Tuesday, 3 January 2012

Same Old Venues?

 Rather against my better judgement I recently showed a passing interest in an online forum posting entitled "Same old Venues". In this thread I challenged the notion that "all blogs are the same - same people, writing in the same style about the same things, at the same places."

The motivation for this particular blog came from some genuine interest that was being shown in what a small group of low profile climbers had been doing over the last couple of winter seasons. Often away from the madding crowd and at a respectable level of difficulty, we had stories to tell and experiences to share.
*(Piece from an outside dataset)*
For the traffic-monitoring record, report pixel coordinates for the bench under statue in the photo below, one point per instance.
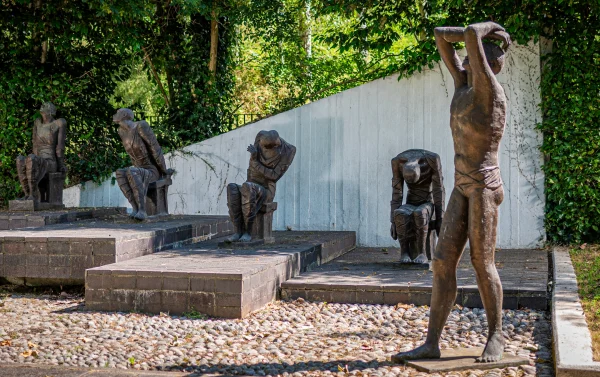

So, this blog provides the platform for us to reflect on our adventures, achievements and failures. A collection of scribblings that portray a personal perspective on shared experiences.

Now, back to the theme of that forum posting. It infered that too many climbers (the majority?) were too short sighted and lacking in ambition and/or originality to venture further afield than the Cairngorm Northern Coires (Coire an t-Sneachda and Coire an Lochain). I'm absolutely certain this is a wild generalisation but it is the case that these venues are undeniably popular. And for very good reasons.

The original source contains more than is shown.